I have the same reaction to this as I did before:

http://lore.kernel.org/r/647817212bcf1_e067a2945@dwillia2-xfh.jf.intel.com.notmuch

Why is per-port error injection being driven from this legacy global
interface where userspace needs to take information from sysfs and walk
it over to this other interface? Especially since "rcrb" is an
implementation detail that will be invalidated with CXL VH topologies?
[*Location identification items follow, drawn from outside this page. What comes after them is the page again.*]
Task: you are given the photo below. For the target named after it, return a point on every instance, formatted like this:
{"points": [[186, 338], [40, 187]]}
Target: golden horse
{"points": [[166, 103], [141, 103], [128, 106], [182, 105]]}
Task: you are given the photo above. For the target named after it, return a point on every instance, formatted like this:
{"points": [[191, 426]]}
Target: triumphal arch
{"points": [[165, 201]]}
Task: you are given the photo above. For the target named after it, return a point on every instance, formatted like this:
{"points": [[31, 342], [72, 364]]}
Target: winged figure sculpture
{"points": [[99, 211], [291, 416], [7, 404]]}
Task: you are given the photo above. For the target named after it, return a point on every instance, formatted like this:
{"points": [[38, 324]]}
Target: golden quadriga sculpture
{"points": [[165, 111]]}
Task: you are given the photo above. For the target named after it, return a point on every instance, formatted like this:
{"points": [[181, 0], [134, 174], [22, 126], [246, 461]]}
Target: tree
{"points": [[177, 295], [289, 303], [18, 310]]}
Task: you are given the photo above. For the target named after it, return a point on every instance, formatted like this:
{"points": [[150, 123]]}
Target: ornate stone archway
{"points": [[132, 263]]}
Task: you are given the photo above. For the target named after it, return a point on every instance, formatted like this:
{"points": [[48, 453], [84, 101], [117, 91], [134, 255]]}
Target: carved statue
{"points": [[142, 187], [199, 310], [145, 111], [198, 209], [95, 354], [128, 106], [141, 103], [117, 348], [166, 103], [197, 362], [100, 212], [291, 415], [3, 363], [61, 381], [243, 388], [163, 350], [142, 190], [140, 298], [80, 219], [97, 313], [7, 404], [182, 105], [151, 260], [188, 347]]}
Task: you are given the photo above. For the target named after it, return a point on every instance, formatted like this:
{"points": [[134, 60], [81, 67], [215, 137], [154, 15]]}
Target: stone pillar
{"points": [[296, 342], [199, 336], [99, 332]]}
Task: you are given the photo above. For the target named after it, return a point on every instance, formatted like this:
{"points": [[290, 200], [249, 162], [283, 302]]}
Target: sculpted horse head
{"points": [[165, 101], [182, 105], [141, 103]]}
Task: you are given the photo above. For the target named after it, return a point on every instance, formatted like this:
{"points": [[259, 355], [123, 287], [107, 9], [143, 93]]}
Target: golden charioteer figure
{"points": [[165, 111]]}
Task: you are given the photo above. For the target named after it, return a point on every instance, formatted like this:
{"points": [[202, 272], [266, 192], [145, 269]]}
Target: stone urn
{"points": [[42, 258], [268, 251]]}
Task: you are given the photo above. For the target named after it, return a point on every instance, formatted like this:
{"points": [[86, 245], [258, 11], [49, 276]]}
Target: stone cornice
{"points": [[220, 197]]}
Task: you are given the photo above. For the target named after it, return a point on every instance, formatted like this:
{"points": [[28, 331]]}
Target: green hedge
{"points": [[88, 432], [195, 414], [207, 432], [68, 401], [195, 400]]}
What I would like to see, since this is a new capability with no need to
be beholden to legacy is to disaggregate the interface to be per-port.

For example:

/sys/kernel/debug/cxl/$mem/{inject,clear}_poison is already established
for memory device poison injection. Why not add something like:

/sys/kernel/debug/cxl/$port/einj_{type,inject}

For triggering errors by the CXL subsystem device name, and unburden
userspace from needing to deal in magic numbers.
Ben Cheatham Sept. 27, 2023, 3:31 p.m. UTC | #5
On 9/26/23 3:22 PM, Bjorn Helgaas wrote:
> On Mon, Sep 25, 2023 at 03:01:26PM -0500, Ben Cheatham wrote:
>> Add support for CXL EINJ error types for CXL 1.1 hosts added in ACPI
>> v6.5. Because these error types target memory-mapped CXL 1.1 compliant
>> downstream ports and not physical (normal/persistent) memory, these
>> error types are not currently  allowed through the memory range
>> validation done by the EINJ driver.
>>
>> The MMIO address of a CXL 1.1 downstream port can be found in the
>> cxl_rcrb_addr file in the corresponding dport directory under
>> /sys/bus/cxl/devices/portX. CXL 1.1 error types follow the same
>> procedure as a memory error type, but with param1 set to the
>> downstream port MMIO address.
>>
>> Example usage:
>> $ cd /sys/kernel/debug/apei/einj
>> $ cat available_error_type
>>     0x00000008      Memory Correctable
>>     0x00000010      Memory Uncorrectable non-fatal
>>     0x00000020      Memory Uncorrectable fatal
>>     0x00000040      PCI Express Correctable
>>     0x00000080      PCI Express Uncorrectable non-fatal
>>     0x00000100      PCI Express Uncorrectable fatal
>>     0x00008000      CXL.mem Protocol Correctable
>>     0x00020000      CXL.mem Protocol Uncorrectable fatal
>> $ echo 0x8000 > error_type
>> $ echo 0xfffffffffffff000 > param2
>> $ echo 0x2 > flags
>> $ cat /sys/bus/cxl/devices/portX/dportY/cxl_rcrb_addr
>> 0xb2f00000
>> $ echo 0xb2f00000 > param1
> 
> It seems sort of unpleasant to expose the physical base address of the
> RCRB.  Is there any way to use a device address or other logical
> identifier instead and keep the actual MMIO address internal?  E.g., a
> PCI device has a <domain>:<bus>:<device>.<function> address.  I assume
> CXL addresses would look similar?
> 

I have the MMIO address of the dport exposed here because the ACPI spec
says that the address is expected for CXL 1.1 errors and I wanted to match
the spec. For CXL 2.0 errors the SBDF is expected as you described.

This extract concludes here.